Désormais, si vous êtes un salarié impliqué dans une fonction export, vous pourrez ne plus être imposé sur la rémunération correspondant à votre activité à l'étranger si vous y passez plus de 120 jours par an.

Enfin, mesure qui, par contre, a fait couler beaucoup d'encre, si vous êtes l'heureux détenteur d'actions de société, vous pourrez, si vous détenez les titres de façon nominative pendant plus de 8 ans à compter du 1er janvier 2006, bénéficier d'une exonération totale de l'impôt sur la plus-value (mais pas des contributions sociales), ce qui signifie qu'au lieu de payer 27 % de prélèvements fiscaux et sociaux, vous n'aurez à acquitter que 11 % (selon la législation actuelle car rien ne garantit que les prélèvements sociaux ne vont pas augmenter). Seuls les heureux partants à la retraite pourront bénéficier de cette disposition dès le 1er janvier 2006 si certaines conditions sont remplies. Le régime des rachats de titres par les sociétés serait aménagé pour tenir compte de ces nouvelles dispositions.

Désormais, à condition de détenir des titres de la société où l'on travaille pendant au moins six ans, les titres en question ne rentreront plus dans la base d'impôt sur la fortune.

Voyons à présent les nouveautés annoncées pour les entreprises :

Sachez que désormais l'impôt forfaitaire annuel ne sera plus imputable, pour la majorité des entreprises passibles de l'impôt sur les sociétés, sur ledit impôt mais constituera une charge déductible (on n'arrête pas le progrès : c'est ironique). En clair, le taux réel de l'impôt sur les sociétés augmente, même si on vous dit que cela baisse. Tout n'est qu'une question de présentation.

Si vous voulez faire désormais des acquisitions avec effet de levier (en termes décodés, des rachats de sociétés en imputant fiscalement vos intérêts d'emprunt sur les résultats de la société acquise) en utilisant massivement de l'emprunt au lieu d'investir vos fonds propres, vous ne pourrez plus déduire que partie des intérêts si les avances consenties par des sociétés du groupe à l'emprunteuse excèdent 1,5 fois ses capitaux propres et si les intérêts versés excèdent 25 % de son résultat courant retraité de certains postes.
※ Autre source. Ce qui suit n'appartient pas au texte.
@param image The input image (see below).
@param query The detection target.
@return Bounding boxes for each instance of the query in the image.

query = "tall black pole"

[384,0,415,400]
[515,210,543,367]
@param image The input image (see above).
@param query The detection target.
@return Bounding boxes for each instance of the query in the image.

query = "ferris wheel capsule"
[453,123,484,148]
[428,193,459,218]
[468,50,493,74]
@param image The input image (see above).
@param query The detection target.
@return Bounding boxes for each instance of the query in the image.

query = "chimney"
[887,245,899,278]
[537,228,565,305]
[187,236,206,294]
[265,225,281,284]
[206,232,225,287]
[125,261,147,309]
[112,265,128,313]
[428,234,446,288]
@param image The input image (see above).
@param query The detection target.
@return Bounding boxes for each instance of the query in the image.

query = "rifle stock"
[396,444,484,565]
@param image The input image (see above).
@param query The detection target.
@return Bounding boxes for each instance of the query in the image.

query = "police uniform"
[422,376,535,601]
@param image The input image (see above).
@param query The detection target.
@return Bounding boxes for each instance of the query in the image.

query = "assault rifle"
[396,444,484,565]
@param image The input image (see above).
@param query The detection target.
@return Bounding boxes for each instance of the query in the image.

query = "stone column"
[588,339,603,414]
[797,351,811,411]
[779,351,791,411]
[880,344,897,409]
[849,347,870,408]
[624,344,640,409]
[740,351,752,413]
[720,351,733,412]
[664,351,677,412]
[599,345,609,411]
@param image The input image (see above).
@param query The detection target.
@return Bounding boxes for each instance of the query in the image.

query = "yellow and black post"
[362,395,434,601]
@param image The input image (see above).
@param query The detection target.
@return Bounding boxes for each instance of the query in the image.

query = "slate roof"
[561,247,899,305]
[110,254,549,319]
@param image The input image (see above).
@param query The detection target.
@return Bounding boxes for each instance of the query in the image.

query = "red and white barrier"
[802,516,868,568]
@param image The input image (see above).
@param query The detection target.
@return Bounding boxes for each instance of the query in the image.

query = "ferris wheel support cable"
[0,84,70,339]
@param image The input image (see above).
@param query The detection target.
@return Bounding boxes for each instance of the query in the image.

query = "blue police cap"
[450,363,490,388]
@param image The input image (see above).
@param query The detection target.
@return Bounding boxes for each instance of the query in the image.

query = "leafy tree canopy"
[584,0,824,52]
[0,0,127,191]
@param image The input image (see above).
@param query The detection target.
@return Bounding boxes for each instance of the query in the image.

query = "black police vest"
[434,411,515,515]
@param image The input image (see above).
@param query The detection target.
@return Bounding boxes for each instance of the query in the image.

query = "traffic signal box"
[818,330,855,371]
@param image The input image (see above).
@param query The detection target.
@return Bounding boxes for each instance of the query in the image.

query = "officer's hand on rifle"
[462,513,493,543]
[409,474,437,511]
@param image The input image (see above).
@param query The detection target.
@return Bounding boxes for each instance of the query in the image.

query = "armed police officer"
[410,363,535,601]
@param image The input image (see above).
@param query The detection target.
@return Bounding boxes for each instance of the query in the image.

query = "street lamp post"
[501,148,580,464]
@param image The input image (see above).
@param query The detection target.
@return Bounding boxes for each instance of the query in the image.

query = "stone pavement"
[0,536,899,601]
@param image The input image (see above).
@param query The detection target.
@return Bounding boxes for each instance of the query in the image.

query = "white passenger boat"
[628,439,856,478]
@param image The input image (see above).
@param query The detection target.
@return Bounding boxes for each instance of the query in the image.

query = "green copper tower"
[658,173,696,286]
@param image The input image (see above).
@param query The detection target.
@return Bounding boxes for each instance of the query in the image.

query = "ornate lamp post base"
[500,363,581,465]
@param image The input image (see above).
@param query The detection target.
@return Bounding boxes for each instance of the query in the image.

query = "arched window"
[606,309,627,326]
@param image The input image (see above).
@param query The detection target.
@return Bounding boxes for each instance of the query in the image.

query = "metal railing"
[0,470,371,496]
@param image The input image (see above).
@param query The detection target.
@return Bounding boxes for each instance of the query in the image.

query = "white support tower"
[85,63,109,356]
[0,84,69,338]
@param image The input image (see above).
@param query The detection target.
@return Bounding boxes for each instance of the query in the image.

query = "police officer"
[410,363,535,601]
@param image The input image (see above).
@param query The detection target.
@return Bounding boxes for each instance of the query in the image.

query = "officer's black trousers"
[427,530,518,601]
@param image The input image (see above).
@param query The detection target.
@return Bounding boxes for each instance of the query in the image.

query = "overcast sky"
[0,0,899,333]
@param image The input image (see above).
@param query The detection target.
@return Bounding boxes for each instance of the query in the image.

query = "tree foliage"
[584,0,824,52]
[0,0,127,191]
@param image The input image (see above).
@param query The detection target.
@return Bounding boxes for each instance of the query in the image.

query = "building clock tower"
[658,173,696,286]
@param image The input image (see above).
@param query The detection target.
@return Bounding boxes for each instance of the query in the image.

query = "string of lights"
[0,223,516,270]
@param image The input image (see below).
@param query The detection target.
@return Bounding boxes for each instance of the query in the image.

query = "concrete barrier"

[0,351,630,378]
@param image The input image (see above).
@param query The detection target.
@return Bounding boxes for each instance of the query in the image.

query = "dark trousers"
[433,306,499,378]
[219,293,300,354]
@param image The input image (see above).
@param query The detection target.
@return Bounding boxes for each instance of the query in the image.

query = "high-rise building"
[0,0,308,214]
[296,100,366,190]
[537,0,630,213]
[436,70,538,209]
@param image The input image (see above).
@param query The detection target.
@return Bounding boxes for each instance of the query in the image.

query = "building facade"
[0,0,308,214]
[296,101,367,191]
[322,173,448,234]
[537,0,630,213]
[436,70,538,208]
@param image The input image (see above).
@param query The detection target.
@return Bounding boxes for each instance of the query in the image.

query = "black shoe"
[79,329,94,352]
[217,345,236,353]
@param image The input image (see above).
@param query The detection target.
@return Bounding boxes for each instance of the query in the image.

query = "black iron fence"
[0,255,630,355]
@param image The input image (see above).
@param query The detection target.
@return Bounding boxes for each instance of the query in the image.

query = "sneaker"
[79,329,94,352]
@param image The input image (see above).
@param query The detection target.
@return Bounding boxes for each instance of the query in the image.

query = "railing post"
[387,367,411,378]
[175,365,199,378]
La réforme de la taxe professionnelle avance : ne sera plus déductible que la cotisation plafonnée en fonction de la valeur ajoutée.
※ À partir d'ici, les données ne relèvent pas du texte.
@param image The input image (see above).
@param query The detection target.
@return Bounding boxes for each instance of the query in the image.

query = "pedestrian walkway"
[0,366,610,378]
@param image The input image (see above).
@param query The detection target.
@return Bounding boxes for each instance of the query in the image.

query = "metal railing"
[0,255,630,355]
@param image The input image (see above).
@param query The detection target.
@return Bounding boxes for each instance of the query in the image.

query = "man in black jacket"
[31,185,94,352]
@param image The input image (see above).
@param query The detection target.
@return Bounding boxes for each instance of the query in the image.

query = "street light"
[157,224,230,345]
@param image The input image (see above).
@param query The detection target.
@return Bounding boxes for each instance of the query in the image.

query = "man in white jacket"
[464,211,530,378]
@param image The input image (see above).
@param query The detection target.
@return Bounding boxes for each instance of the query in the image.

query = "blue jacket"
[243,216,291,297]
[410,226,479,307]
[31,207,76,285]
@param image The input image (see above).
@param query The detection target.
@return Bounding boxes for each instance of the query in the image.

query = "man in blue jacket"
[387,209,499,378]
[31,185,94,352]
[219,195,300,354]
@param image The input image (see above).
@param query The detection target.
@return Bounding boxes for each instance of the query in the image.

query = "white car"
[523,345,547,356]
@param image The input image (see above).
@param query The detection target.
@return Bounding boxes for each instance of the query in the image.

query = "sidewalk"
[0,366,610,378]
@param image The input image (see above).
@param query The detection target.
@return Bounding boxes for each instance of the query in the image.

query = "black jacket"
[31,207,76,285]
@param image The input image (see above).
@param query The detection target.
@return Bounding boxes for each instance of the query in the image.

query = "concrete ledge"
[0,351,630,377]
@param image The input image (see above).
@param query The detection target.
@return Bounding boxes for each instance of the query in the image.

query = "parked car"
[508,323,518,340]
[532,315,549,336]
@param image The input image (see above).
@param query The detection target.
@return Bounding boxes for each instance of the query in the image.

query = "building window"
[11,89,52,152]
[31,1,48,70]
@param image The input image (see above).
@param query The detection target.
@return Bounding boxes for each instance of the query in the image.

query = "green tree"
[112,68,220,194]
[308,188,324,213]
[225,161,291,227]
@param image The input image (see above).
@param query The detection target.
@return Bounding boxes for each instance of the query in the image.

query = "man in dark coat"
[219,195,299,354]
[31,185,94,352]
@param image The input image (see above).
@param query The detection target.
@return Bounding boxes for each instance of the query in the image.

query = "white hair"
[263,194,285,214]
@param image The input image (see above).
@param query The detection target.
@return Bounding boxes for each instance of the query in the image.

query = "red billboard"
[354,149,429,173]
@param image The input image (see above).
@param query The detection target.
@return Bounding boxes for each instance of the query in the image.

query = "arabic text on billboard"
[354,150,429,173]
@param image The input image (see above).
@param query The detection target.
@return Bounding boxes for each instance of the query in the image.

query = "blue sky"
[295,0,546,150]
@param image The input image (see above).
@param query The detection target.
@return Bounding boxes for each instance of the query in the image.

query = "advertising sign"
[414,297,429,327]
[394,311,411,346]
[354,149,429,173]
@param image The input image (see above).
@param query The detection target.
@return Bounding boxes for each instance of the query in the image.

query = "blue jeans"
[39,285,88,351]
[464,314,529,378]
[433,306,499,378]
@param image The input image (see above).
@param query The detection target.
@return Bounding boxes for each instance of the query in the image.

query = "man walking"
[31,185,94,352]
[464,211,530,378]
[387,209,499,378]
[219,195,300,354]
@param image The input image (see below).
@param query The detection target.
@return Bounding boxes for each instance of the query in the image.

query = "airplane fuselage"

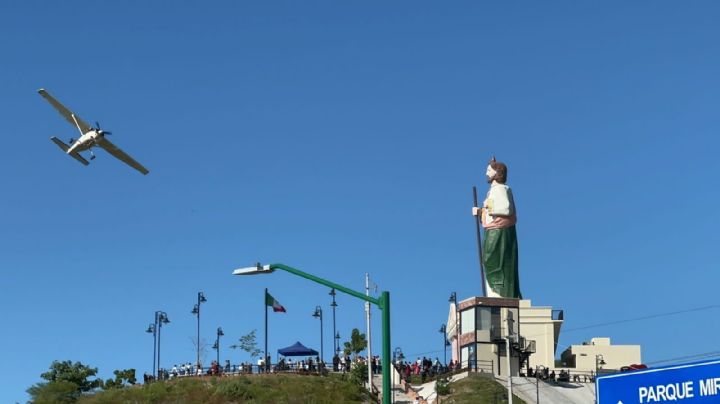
[67,130,105,154]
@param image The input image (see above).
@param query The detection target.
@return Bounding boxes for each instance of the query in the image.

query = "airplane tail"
[50,136,90,165]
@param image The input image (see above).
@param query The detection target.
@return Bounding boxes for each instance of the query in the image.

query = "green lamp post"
[233,263,392,404]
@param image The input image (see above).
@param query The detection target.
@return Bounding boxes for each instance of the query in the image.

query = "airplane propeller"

Enfin, nouvelle mesure qui ne devrait pas faire plaisir à tout le monde : la taxe sur les véhicules de société serait désormais applicable même aux véhicules de sociétés détenus par les salariés en pleine propriété ou en location dans la mesure où ces véhicules donneraient lieu au versement d'indemnités kilométriques.
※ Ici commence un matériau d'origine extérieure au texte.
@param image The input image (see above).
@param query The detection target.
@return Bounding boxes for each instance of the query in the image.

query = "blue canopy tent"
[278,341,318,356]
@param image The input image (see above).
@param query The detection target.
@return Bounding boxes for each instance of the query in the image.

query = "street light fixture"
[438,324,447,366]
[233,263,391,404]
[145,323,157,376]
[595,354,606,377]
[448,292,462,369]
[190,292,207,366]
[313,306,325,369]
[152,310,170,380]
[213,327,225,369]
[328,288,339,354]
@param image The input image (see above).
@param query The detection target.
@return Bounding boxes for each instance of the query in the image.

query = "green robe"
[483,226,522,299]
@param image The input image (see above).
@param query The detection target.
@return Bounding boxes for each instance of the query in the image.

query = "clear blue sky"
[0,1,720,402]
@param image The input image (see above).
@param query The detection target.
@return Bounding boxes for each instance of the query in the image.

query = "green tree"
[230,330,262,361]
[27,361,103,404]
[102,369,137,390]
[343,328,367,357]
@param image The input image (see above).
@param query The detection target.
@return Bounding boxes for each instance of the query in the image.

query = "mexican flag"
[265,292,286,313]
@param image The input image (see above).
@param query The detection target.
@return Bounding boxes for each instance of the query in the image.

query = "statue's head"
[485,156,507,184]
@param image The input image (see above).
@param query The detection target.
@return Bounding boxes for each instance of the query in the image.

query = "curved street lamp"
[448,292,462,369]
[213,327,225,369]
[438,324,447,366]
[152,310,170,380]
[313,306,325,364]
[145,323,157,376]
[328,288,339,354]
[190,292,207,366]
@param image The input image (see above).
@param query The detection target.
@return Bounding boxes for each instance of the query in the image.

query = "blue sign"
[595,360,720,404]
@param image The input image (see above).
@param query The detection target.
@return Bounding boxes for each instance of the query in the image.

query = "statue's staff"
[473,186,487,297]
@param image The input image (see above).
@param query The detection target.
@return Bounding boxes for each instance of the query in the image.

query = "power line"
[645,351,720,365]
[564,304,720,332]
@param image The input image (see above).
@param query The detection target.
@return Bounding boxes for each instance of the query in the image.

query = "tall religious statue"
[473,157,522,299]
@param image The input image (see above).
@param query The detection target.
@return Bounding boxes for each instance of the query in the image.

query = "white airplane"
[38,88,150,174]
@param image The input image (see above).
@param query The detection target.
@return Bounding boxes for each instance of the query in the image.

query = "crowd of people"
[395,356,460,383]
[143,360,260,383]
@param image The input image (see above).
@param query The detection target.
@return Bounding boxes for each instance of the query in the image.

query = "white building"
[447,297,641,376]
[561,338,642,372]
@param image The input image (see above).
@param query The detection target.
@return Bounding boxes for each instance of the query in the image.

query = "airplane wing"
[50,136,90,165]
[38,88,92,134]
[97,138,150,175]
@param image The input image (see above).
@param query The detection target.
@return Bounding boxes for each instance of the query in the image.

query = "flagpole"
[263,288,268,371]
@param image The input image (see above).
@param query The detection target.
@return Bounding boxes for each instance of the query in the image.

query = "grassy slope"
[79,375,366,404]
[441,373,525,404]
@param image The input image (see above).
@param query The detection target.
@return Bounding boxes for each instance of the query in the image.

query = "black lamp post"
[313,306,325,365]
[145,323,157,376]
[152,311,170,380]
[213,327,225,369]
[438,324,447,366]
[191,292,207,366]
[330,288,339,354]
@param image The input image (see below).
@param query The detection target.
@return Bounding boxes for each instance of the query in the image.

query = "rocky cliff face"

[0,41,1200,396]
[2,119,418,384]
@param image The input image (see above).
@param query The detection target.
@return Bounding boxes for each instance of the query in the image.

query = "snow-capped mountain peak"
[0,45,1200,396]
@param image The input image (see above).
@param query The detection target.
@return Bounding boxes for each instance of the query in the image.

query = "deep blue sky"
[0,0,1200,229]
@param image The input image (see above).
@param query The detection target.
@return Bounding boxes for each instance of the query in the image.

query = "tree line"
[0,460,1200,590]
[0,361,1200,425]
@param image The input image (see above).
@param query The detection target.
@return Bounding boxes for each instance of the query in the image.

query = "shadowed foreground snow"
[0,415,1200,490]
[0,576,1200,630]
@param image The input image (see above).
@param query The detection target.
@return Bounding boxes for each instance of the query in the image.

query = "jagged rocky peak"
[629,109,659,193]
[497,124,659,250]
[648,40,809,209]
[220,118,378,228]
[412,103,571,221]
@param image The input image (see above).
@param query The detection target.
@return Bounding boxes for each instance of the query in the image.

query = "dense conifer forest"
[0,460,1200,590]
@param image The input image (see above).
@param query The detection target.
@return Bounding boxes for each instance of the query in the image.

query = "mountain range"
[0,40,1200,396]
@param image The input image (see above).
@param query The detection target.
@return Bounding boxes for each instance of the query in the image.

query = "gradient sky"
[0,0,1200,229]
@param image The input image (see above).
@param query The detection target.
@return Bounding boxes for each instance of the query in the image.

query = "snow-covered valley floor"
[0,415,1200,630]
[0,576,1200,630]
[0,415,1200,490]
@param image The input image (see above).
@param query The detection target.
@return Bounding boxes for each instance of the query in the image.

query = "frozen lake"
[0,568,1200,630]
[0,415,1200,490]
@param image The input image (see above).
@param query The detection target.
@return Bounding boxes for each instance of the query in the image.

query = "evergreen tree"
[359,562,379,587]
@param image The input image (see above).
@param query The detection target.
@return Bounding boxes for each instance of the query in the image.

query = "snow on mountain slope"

Néanmoins, mesure plus favorable : les entreprises qui feraient l'objet d'une cession pour un prix inférieur à 500 000€ pourront bénéficier (selon certaines modalités) de l'exonération réservée jusqu'à présent aux cessions d'un montant inférieur à 300 000 €.

De plus, la limite aux cadeaux de faible valeur pour lesquels la TVA sera déductible est portée de 31 € à 60 € à compter de 2006. Quelle aubaine !

Mesure applicable à tous :

Si vous faites l'objet d'une proposition de rectification (nouvelle appellation correcte du redressement), vous n'aurez plus à acquitter qu'un intérêt de retard au taux de 0,40 % par mois au lieu de 0,75 %.

En conclusion, bien que les dispositions rappelées ci-dessus ne soient qu'un aperçu, une caractéristique se dégage : on soigne davantage les personnes physiques, les entreprises étant le parent pauvre de cette loi de finances. Allez donc savoir pourquoi ?

Et on soigne d'autant plus les personnes physiques qu'on leur accorde une cerise sur le gâteau : les bonbons au chocolat seront moins chers car ils ne seront plus passibles que du taux réduit en matière de TVA.